Long story short, he told me what I needed to hear. “As much as I believe it’s your body, your choice, there are two of you that this effects. You need to talk to Jordan.”
My heart sank.. of course I needed to tell Jordan, I already knew I couldn’t live with myself not telling him. But it was another thing that I ‘knew’ that was making it all the more scary for me. I knew that if I told him I was pregnant, he’d want to keep it. I know, I know, that’s a wonderful and beautiful thing, but at the time, when I was terrified of this earth shattering event, I still didn’t know what I wanted.. and thought that telling the man I loved with all my heart would mean I would no longer be able to chose for myself..
The day went on, I took the second test, just to make sure.. still 2 bright pink lines. There’s very little chance it was 2 false positives.. I decided not to deal with it anymore that day. I would confront my fears and tell Jordan the next day, it would do neither of us any good blurting out such news only for me to disappear for the night leaving both of us alone with our thoughts when we needed to talk about things.

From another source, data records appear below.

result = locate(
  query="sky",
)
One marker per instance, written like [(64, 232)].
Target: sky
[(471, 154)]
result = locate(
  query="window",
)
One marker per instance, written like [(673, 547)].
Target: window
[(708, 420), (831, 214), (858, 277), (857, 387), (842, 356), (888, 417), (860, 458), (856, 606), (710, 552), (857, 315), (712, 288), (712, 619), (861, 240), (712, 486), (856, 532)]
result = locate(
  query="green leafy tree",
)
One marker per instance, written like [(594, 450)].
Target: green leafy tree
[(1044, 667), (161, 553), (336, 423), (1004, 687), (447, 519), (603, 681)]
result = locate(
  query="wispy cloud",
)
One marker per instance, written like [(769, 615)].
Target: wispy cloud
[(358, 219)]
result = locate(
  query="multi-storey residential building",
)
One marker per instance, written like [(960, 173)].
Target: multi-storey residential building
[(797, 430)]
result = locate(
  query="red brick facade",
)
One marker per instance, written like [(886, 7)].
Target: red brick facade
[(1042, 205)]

So Saturday morning comes around, I’m up early as usual, this time full of nerves and contemplating how best to bring the subject up with Jordan.. After he’s had his coffee at least Steph, the man deserves his ‘wake-me-up’ before you hit him with this 10 ton truck!
I literally let him have a sip of coffee before I can wait no longer!
“Jordan, I need to talk to you..”
He looks concerned, really worried. You usually only hear that sort of statement when something bad is going to follow. Apparently his mind was racing trying to work out what he’d done, if he’d upset me in some way or done something seriously wrong..
I pull the test out of my bag, still in the foil packet. He looks puzzled and I realise he has no idea what I’m holding. So I pull the stick out of the foil packet and hand it over to him.. silent..
He looks at it.. “Seriously!?” he says. I nod. “I want to keep it” … The words I was both dreading and hoping to hear.. We spoke some more, he reassured me that although he obviously wanted to keep the baby, he would support me in whatever I chose to do..
Shortly after I messaged my mum and my sister separately asking if they were free for a chat that day. I had to share the burden a bit more in order to get my head straight.
I am so blessed. Nothing but love and support from my family. Reassurance that they were there for me, my what a massive surprise but it was a happy one. They loved me and would do whatever they could to help.
It took another day or two to come to terms with everything, and even then I remained in a little bit of denial for a while, but that’s for another story. I was so glad that I shared my news with the people I did. They gave me the support I needed in my time of frantic panic. Yes this was a life changing event. Yes, of course I was not ready for this, but almost no-one ever is! If you wait until you’re ready to start a family you’ll be waiting forever! Yes, this tipped my planned year every which what way, but then in life things almost never go to plan anyway and it’s usually for the better!
On the 29th March 2019, my life changed forever, and I am so happy it did.